Refusing a search is a right, not a provocation

July 20, 2016 in News by RBN Staff




This is just incredible.

[Waterbury Conn.] Police Chief Vernon L. Riddick Jr. brought a message of cooperation with police to a mostly African-American crowd of more than 200 people at Mount Olive A.M.E. Zion Church on Wednesday night.

If an officer stops your car, if they ask to search your person or vehicle, if they demand entry into your home, comply and then complain later to the department’s internal affairs office and police chief’s office if you feel your rights have been violated, Riddick said.

I understand the argument that you shouldn’t mouth off to cops. I get the argument that you shouldn’t needlessly provoke them. I certainly agree that you shouldn’t physically resist them.
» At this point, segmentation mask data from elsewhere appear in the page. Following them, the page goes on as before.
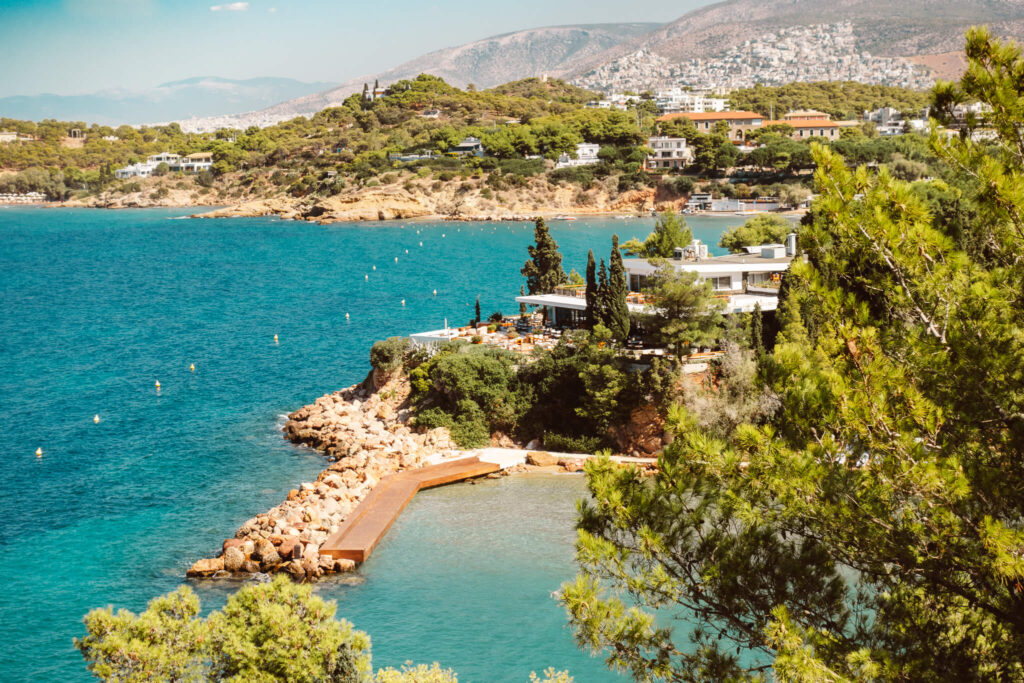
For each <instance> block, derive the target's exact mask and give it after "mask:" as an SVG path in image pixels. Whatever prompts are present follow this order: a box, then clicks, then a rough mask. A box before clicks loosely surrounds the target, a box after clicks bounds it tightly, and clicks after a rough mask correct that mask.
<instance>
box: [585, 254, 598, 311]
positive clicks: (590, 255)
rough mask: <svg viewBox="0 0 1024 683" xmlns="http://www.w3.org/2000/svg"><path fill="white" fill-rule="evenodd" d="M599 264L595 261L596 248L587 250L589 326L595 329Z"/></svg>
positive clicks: (587, 284)
mask: <svg viewBox="0 0 1024 683" xmlns="http://www.w3.org/2000/svg"><path fill="white" fill-rule="evenodd" d="M597 297H598V289H597V265H596V264H595V263H594V250H593V249H591V250H590V251H589V252H587V292H586V298H587V328H588V329H590V330H593V329H594V314H595V311H596V310H597Z"/></svg>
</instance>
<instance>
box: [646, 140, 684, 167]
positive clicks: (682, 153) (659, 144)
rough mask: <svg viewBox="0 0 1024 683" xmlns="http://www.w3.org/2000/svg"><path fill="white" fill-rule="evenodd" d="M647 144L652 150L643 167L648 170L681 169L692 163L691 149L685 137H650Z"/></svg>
mask: <svg viewBox="0 0 1024 683" xmlns="http://www.w3.org/2000/svg"><path fill="white" fill-rule="evenodd" d="M647 146H648V147H650V148H651V150H653V151H654V154H652V155H650V156H648V157H647V161H646V164H645V167H646V168H647V169H648V170H651V171H654V170H666V169H682V168H686V167H687V166H689V165H690V164H692V163H693V151H692V150H691V148H690V147H689V146H688V145H687V144H686V138H685V137H670V136H667V135H663V136H658V137H651V138H648V140H647Z"/></svg>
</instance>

It could get you killed.

But this is a police chief who, in a town hall meeting spurred by a rash of shootings both by and of police officers, is asking that citizens submit without question if an officer requests to search a vehicle, home or person. In the interest of “cooperation,” he’s asking a black audience to give up their Fourth Amendment rights.

We empower the police to protect our rights. Much of the time, that involves protecting us from others who would do us harm. But it also means respecting our rights and refraining from violating them. The Fourth Amendment gives us the right to be free from unreasonable searches and seizures. The intent behind the amendment was to protect us from the indignity and violation of our privacy when we’re subjected to a search that’s based on little more than a hunch — the intent was not to protect our right to later complain to internal affairs.

I realize things are tense right now. We should certainly respect and be aware of that when interacting with law enforcement officers. But to verbally refuse a request to search is an exercise of one’s rights. It isn’t a provocation. That Riddick and other police officials seem to see it as the latter is telling — and a big problem.